OK, I'm making a bit of a joke there, but I'm actually not. I have had tons of clients that tell me that they can't begin their own walk until: their kids grow up (I kill myself over that one, as I know a lot of 30-year-old kids still clinging to mom and dad), their parents die, they make "enough money," (often an excuse for not beginning therapy - and isn't it funny how there's money for some stuff, but not for "beginning the walk?") or the best of all, they're
waiting until the time is right.
One of my clients is waiting to start her walk until she knows that the outcome will be "perfect." Yikes.

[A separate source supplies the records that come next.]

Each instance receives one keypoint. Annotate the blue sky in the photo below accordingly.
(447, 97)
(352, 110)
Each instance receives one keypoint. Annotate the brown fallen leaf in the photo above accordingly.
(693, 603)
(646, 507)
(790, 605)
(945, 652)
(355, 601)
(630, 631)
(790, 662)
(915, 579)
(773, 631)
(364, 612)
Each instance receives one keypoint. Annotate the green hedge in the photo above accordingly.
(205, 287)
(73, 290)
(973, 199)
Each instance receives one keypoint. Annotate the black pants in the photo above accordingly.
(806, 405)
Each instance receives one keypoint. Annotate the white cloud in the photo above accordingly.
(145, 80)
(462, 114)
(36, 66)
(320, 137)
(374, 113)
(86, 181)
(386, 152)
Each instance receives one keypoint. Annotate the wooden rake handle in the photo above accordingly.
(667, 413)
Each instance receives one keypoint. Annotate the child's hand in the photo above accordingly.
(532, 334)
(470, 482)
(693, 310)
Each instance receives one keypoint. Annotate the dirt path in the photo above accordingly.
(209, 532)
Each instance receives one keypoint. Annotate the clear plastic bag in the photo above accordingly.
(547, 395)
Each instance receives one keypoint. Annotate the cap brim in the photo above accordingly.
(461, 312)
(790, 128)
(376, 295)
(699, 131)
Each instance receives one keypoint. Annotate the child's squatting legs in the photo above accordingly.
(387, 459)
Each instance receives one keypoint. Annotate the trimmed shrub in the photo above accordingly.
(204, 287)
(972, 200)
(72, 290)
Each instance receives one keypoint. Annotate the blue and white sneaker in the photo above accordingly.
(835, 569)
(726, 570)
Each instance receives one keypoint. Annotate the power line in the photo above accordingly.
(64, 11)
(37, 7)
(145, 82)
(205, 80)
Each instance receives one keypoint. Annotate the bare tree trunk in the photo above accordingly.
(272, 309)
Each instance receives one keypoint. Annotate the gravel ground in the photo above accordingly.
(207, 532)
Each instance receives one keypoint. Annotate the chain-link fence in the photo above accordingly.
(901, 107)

Leave the dead to bury the dead. What an interesting line. It would almost seem to indicate that those not actively on the walk are the "living dead." Waiting, wailing and moaning.
You see, the point here is that there is never going to be a perfect time to start. There is never going to be a time when you can haul all your crap with you. There is never going to be a time when everyone around you sings praises for your decision. There, in short, is never any time other than this moment. In this moment, there is one step. And one step. And one step.
I tend to burden myself with "what if's." As I do, my walk almost slows to a standstill. I stall because the unknown-ness of the walk is scary. To simply leave, taking nothing along, not knowing where I am going, not knowing why, is scary. So I want to lie to myself and get the hell off the path. At least by the side of the road, frozen, I know where I am.
And then I see that just standing there, rooted to the spot, is the equivalent of dying. I'm going to have an eternity to practice being dead. There is only "now" to be alive. And to be alive is to walk. Despite the fear and without any certainty. Other than knowing that this is all there is. One moment and maybe the next. Waiting and wishing is not going to change things.
What are you using as a way to stall? What are you attempting to drag along? Whose permission do you think you need? What do you think you need to "know before you go?"
Leave the dead to bury the dead. Travel light. Let go. And take a step.